5. En quatrième lieu, aux termes de l'article L. 435-1 du code de l'entrée et du séjour des étrangers et du droit d'asile : " L'étranger ne vivant pas en état de polygamie dont l'admission au séjour répond à des considérations humanitaires ou se justifie au regard des motifs exceptionnels qu'il fait valoir peut se voir délivrer une carte de séjour temporaire portant la mention " salarié ", " travailleur temporaire " ou " vie privée et familiale ", sans que soit opposable la condition prévue à l'article L. 412-1. () ". Aux termes de l'article L. 111-2 du même code : " Le présent code régit l'entrée et le séjour des étrangers en France métropolitaine. () Ses dispositions s'appliquent sous réserve des conventions internationales. " L'article 2.2 de l'accord franco-mauricien prévoit que : " Immigration pour motifs professionnels : / 2.2.1. Un visa de long séjour temporaire d'une durée maximale de validité de quinze mois, portant la mention " migration et développement ", peut être délivré à un ressortissant mauricien qui réside à Maurice, en vue de l'exercice sur l'ensemble du territoire métropolitain de la République française, de l'un des métiers énumérés en Annexe II au présent Accord, sur présentation d'un contrat de travail visé par l'autorité française compétente, sans que soit prise en considération la situation de l'emploi. / Pendant la période de validité de ce visa, le titulaire est autorisé à séjourner en France et à y exercer l'activité professionnelle prévue par son contrat de travail. A l'issue de cette période, il peut obtenir une prolongation de son séjour pour une durée équivalente () ".

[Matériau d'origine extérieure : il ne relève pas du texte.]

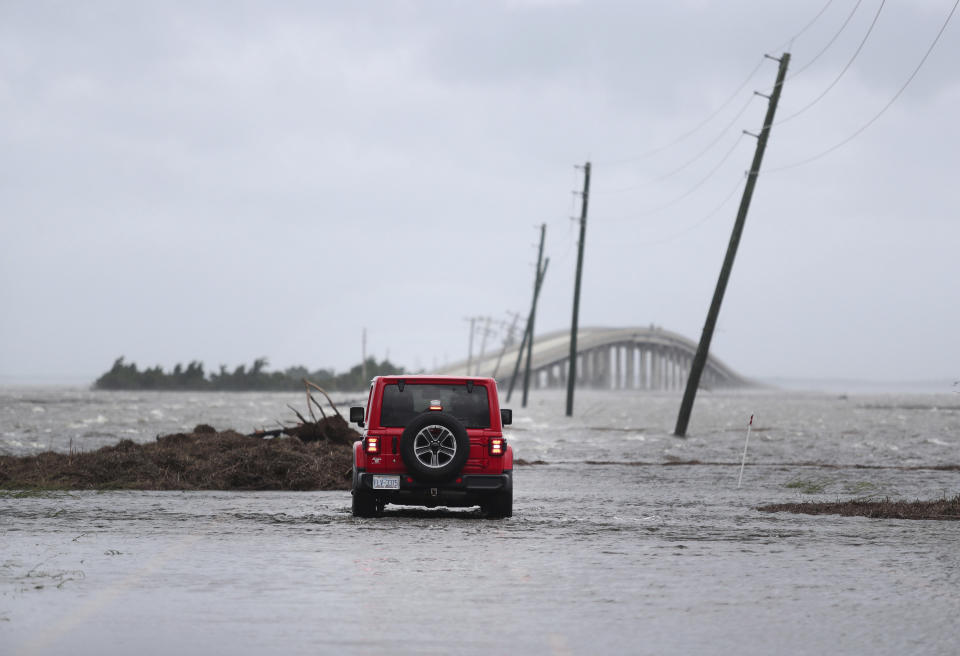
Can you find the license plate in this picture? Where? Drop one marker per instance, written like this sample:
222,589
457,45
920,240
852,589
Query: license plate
386,482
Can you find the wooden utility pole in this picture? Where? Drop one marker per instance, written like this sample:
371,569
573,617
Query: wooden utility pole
363,366
572,375
528,331
703,349
473,321
507,341
484,333
541,269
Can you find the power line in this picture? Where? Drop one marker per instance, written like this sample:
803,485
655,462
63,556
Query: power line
692,189
695,129
885,107
709,215
842,72
689,162
723,105
829,43
804,28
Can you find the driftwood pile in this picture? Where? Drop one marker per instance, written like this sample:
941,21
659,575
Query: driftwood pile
310,455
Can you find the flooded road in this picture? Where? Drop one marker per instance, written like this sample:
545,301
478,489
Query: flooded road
620,557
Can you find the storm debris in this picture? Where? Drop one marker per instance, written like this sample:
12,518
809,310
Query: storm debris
201,460
942,509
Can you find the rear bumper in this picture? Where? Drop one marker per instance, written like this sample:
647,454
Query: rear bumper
473,490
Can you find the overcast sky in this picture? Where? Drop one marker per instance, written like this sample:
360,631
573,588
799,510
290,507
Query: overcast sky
223,181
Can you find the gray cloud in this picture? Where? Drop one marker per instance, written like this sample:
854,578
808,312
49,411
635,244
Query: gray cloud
186,181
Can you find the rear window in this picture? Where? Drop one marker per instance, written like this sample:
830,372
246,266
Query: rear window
399,408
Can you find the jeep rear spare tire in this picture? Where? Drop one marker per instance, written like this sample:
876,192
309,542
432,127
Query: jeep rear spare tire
434,446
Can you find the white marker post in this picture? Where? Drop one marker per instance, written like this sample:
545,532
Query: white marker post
744,460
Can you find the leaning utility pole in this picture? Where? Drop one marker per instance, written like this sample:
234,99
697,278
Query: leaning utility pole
572,375
363,366
533,313
507,341
473,321
484,333
528,331
703,350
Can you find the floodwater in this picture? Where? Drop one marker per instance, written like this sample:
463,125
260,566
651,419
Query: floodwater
628,556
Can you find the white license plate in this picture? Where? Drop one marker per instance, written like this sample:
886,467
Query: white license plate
386,482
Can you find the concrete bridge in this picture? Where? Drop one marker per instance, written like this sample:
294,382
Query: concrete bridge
607,358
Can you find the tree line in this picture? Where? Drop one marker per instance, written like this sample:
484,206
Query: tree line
126,376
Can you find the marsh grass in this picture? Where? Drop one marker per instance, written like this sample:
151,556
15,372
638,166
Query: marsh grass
809,485
940,509
202,460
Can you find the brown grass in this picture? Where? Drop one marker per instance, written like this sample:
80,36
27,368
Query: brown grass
944,509
202,460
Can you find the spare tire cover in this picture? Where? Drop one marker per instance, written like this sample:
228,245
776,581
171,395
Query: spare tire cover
434,446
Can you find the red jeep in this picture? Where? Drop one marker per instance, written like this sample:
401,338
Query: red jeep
432,441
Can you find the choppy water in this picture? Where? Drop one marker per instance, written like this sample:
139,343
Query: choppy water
607,558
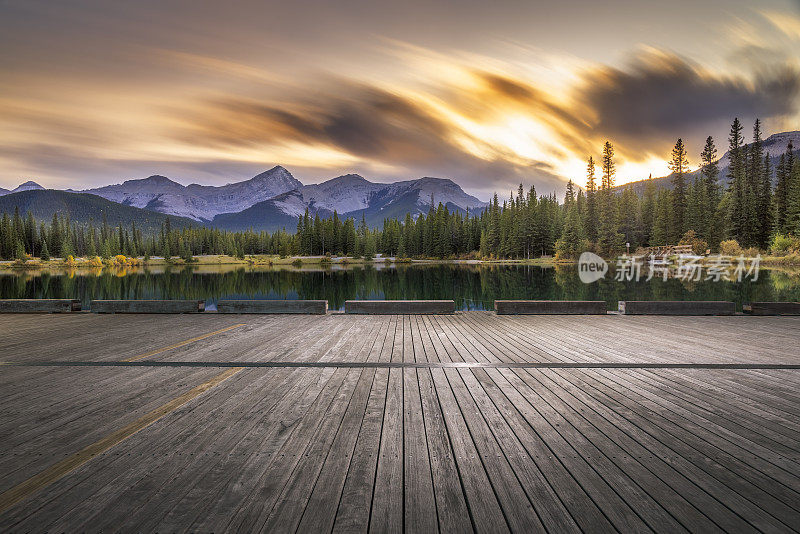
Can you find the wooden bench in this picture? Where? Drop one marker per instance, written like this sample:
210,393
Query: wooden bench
676,307
147,306
772,308
313,307
550,307
39,305
391,307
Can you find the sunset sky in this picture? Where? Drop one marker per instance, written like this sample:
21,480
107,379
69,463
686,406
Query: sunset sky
489,94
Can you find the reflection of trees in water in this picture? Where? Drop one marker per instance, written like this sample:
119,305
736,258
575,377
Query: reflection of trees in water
472,287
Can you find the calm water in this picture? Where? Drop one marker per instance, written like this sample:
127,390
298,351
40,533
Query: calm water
471,286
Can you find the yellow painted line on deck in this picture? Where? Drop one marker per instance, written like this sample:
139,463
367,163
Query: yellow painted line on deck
182,343
53,473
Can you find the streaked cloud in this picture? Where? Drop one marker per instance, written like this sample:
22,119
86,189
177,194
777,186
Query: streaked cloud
488,97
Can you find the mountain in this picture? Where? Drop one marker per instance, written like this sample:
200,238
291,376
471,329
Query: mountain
27,186
83,208
269,201
774,145
199,202
354,196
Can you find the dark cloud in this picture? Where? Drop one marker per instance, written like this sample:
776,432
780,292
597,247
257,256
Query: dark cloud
663,96
375,125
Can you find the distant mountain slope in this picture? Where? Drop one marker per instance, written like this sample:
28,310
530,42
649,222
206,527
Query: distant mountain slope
83,207
200,202
774,145
351,196
27,186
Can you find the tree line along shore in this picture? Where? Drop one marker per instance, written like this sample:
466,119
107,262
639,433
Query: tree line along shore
758,212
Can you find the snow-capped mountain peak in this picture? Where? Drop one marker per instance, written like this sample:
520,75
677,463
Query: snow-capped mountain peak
30,185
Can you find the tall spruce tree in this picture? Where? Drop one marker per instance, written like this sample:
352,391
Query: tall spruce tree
710,172
592,221
783,175
609,238
679,165
737,215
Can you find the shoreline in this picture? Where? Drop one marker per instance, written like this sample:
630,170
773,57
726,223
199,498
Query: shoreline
261,261
58,264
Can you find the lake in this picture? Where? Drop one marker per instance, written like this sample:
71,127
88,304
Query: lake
473,287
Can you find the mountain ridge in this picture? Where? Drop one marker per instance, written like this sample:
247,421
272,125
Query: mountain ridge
774,146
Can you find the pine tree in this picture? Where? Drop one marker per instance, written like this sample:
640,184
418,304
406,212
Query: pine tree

6. En présence d'une demande de régularisation présentée sur le fondement de l'article L. 435-1 du code de l'entrée et du séjour des étrangers et du droit d'asile, il appartient à l'autorité administrative de vérifier, dans un premier temps, si l'admission exceptionnelle au séjour par la délivrance d'une carte portant la mention " vie privée et familiale " répond à des considérations humanitaires ou se justifie au regard de motifs exceptionnels, et à défaut, dans un second temps, s'il est fait état de motifs exceptionnels de nature à permettre la délivrance, dans ce cadre, d'une carte de séjour temporaire portant la mention " salarié " ou " travailleur temporaire ". Un demandeur qui justifierait d'une promesse d'embauche ou d'un contrat lui permettant d'exercer une activité ne saurait être regardé, par principe, comme attestant des " motifs exceptionnels " exigés par les dispositions de l'article L. 435-1 du code de l'entrée et du séjour des étrangers et du droit d'asile. Il appartient, en effet, à l'autorité administrative, sous le contrôle du juge, d'examiner, notamment, si la qualification, l'expérience et les diplômes de l'étranger ainsi que les caractéristiques de l'emploi auquel il postule, de même que tout élément de sa situation personnelle dont l'étranger ferait état à l'appui de sa demande, tel que par exemple, l'ancienneté de son séjour en France, peuvent constituer, en l'espèce, des motifs exceptionnels d'admission au séjour de nature à permettre la délivrance, dans ce cadre, d'une carte de séjour temporaire portant la mention " salarié " ou " travailleur temporaire ".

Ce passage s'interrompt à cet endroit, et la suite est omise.